Ceritanya, siang itu kami memilih lewat jalur atas (bukan melipir danau) melewati hutan untuk menuju ke sisi danau yang satunya. Kondisi jalur yang setapak dan tidak terlalu lebar mengharuskan pendaki untuk berjalan dalam satu baris.

Waktu itu, mba Visi ada di bagian belakang bersama Valen dan Tama. Tiba-tiba ada pendaki mancanegara yang ingin mendahului dan menyalip rombongan kami sehingga membuat Mbak Visi dan yang lainnya harus sedikit kepinggir memberi jalan. Ketika hendak berpindah posisi, tidak sengaja kaki Mbak Visi terkilir dan keseleo di bagian pergelangan kakinya.

Mbak Visi meminta tetap melanjutkan perjalanan dengan kondisinya yang semakin lama semakin terpincang-pincang.

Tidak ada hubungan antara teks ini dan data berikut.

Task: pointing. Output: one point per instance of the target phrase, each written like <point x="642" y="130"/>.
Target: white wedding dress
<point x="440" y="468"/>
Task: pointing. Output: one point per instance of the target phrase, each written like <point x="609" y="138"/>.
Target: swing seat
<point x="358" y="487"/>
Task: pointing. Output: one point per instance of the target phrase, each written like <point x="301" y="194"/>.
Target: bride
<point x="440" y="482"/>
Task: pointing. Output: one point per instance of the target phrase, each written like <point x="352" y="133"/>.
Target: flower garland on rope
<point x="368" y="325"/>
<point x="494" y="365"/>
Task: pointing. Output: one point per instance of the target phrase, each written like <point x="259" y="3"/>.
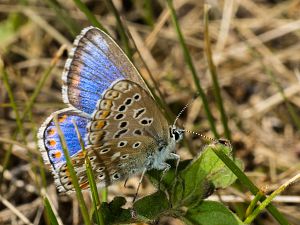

Aku mungkin memang tidak bisa membayangkan betapa sakitnya berjalan di jalur turun dengan kaki yang keseleo, tapi yang aku tahu jalan di jalur turunan dengan kondisi normal saja rasanya cukup menguras tenaga dan membuat kita menahan sakit di ujung-ujung jari sewaktu mengerem. Aku salut sekali dengan mba Visi yang tetap semangat untuk melanjutkan perjalanan dan tidak mengeluh sedikitpun. Walaupun ternyata hal tersebut justru membuat kondisi kakinya semakin parah.

Setelah melewati Pos 3 dan melewati jalur longsor, aku bersama rombongan yang di depan (kalau tidak salah ada Obam, mba Ni, Resti, Dodo dan Riko) meminta izin pada rombongan yang di belakang untuk berjalan lebih dulu lalu kemudian kami mempercepat langkah dengan agak sedikit berlari supaya sampai di Ranu Pane tidak keburu gelap sehingga bisa mencari tempat yang nyaman untuk tempat istirahat kami nantinya.

Walaupun saat itu merasa ada yang aneh juga ketika jalan dari Pos 1 menuju ke Ranu Pane yang biasanya memakan waktu sekitar satu jam setengah lebih, seperti tidak kunjung sampai. Aku berusaha tidak berfikiran yang macam-macam. Di tempat seperti ini kita harus selalu positif thinking.

Begitu juga saat di sepanjang perjalanan sepertinya ada burung hitam yang selalu mengikuti kami. Biasanya burung liar pasti akan takut pada gerakan manusia, tetapi burung ini justru seperti menemani dan mengiringi kami ketika berjalan turun.

Aku, Resti, dan Dodo sampai ke pendopo yang ada di Ranu Pane sekitar pukul 18.00 WIB, pas sekali waktu itu baru gelap. Obam dan Mbak Ni malah sudah sampai duluan sebelum maghrib.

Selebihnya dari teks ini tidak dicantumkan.